Once you know what your environment is, you can identify your security objectives, which are basically high-level requirements. Typical security objectives cover areas such as:

• Confidentiality: the system will prevent unauthorized disclosure of information ("can't read").
  
  
• Integrity: the system will prevent unauthorized changing of information ("can't change").
  
  
• Availability: the system will keep working even when being attacked ("works continuously"). No system can keep up under all possible attacks, but systems can resist many attacks or rapidly return to usefulness after an attack.
  
  
• Authentication: the system will ensure that users are who they say they are.
  
  
• Audit: the system will record important events, to allow later tracking of what happened (for example, to catch or file suit against an attacker).

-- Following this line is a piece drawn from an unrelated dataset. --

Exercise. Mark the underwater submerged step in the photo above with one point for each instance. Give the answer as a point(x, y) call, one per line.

Usually, as you identify your security objectives, you'll find that there are some things your program just can't do on its own. For example, maybe the operating system you're running on needs hardening, or maybe you depend on some external authentication system. In that case, you need to identify these environmental requirements and make sure you tell your users how to make those requirements a reality. Then you can concentrate on the security requirements of your program.

Functional and assurance requirements

Once you know your program's security objectives, you can identify the security requirements by filling in more detail. The CC identifies two major kinds of security requirements: assurance requirements and functional requirements. In fact, most of the CC is a list of possible assurance and functional requirements that you can pick and choose from for a given program.

Assurance requirements are processes that you use to make sure that the program does what it's supposed to do -- and nothing else. This might include reviewing program documentation to see that it's self-consistent, testing the security mechanisms to make sure they work as planned, or creating and running penetration tests (tests specifically designed to try to break into a program). The CC has several pre-created sets of assurance requirements, but feel free to use other assurance measures if they help you meet your needs. For example, you might use tools to search for likely security problems in your source code (these are called "source code scanning tools") -- even though that's not a specific assurance requirement in the CC.

Functional requirements are functions that the program performs to implement the security objectives. Perhaps the program checks passwords to authenticate users, or encrypts data to keep it hidden, and so on. Often, only "authorized" users can do certain things -- so think about how the program should determine who's authorized.